Over a year later, I got pregnant and had to start thinking about baby stuff, which was pretty new territory for me. While I was creating a baby registry on Amazon I remembered what she had said about making her own diapers. Making them myself was not an option, I am just not that crafty or organized. I wasn’t even sure what she meant when she said she was making her own. Out of curiosity I did some investigating on Amazon. I spent hours reading pages of reviews on the different brands available through Amazon, not kidding. I was quite impressed with what I found.
The modern cloth diapers are quite different from their ancestors. The old style are still available although not nearly as appealing as the new style. They can also be overwhelming with all different terms, acronyms, options and brands available. Since it can be overwhelming I made a pretty basic chart of the options (not comprehensive, but gives most of the basics). I started out with a few different styles and brands but have since decided to stick with one brand for my diapers and have different brands of wet bags.
The most overwhelming part for me was finding a retailer. There are a few semi-local stores, I know of 1 in Iowa City, 2 in Cedar Rapids and 1 in Peoria. Many of the stores and online retailers have a rewards program and offer a larger variety of brands and products. Some brands offer discounts when buying a large quantity. What may surprise people is the number buy/sell/trade groups and sites. When buying, most of the recommendations I have seen suggest having enough diapers for 2 days of changes.

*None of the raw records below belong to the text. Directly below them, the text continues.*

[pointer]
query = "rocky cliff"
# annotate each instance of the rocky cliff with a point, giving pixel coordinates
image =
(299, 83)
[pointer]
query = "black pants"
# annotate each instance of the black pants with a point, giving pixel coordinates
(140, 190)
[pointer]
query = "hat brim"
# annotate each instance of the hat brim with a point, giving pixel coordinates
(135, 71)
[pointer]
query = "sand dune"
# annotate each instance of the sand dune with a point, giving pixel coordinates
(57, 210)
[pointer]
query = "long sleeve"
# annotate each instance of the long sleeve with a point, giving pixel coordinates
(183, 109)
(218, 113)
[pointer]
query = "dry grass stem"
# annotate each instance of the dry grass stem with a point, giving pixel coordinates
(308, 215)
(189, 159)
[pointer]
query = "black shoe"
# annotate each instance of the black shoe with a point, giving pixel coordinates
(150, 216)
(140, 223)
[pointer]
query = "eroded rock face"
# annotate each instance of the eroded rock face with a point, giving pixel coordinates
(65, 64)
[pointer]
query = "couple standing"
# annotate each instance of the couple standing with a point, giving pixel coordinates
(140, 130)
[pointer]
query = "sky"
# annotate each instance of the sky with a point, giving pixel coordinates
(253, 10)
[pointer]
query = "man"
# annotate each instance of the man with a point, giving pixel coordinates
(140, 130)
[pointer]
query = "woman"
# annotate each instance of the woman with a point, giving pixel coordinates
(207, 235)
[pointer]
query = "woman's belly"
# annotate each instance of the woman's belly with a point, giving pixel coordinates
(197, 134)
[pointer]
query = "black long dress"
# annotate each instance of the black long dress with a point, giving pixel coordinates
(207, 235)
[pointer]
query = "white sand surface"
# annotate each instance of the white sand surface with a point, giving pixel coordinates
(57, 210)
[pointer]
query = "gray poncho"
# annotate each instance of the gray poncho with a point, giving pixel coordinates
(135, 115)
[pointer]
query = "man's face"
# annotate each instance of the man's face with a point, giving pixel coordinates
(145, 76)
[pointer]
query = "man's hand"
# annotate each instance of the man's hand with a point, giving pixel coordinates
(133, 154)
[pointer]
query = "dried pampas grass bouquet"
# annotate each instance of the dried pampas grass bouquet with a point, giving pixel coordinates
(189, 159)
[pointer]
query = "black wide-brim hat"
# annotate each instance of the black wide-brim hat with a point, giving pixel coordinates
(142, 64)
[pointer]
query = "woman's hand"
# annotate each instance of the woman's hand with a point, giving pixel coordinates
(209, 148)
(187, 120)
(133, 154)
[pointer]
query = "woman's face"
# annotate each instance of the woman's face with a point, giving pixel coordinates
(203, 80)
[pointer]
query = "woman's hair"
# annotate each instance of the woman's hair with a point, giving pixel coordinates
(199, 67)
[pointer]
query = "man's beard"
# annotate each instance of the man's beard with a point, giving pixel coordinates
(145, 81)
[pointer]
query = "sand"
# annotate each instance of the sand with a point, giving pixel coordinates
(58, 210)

As if trying to decide on a brand, style and number of diapers wasn’t enough, there are also a multitude of accessories. Some are needed while some are just helpful. The ones I find necessary are a couple large wet bags, some travel wet bags, cloth wipes and cloth diaper safe diaper cream. The large wet bags are used to store the diapers at home between use and washing. The travel wet bags are to store the diapers while out of the house. To me, cloth wipes are necessary. It takes fewer of them than disposable wipes to clean up the big messes. I have also found mesh laundry bags to be a necessity. I put the shells in them when it is time to wash because it makes it easier to pull them out since they should not be put in the dryer. Note – Don’t despair if the waterproofing of your shells fails, they can be used as swim diapers!
As far as washing goes, it can be enough to scare people away. Don’t be scared. There are a few key things to know. If the baby is exclusively breast fed, the poop is water soluble and does not have to be rinsed off prior to being put in the washing machine. I personally, like to “pamper” my machine by rinsing the poop off first. Then usually a pre or quick wash followed by a long wash. Some of the routine will vary based on the water and machine you have. Make sure to use enough detergent, and an effective one. Some of the plant based detergents are not as effective and may require more than other detergents. If you have any questions or concerns about your wash routine, I recommend, asking your brand’s customer service. Using unapproved washing methods may void any warranty offered by the company. And if you are like me, you don’t want to hurt your precious diapers.
Even though it was so much to learn when starting I am so glad I did. I find them to be cuter than disposables. I don’t have to worry about them clogging up a landfill. And the money saved is quite nice too. I know that once my small human is out of diapers I can sell them to other families who will hopefully love them as much as I do.
PSA: If you or someone you know is experiencing diaper need and has access to a personal washer and dryer, there are programs that loan cloth diapers to families in need.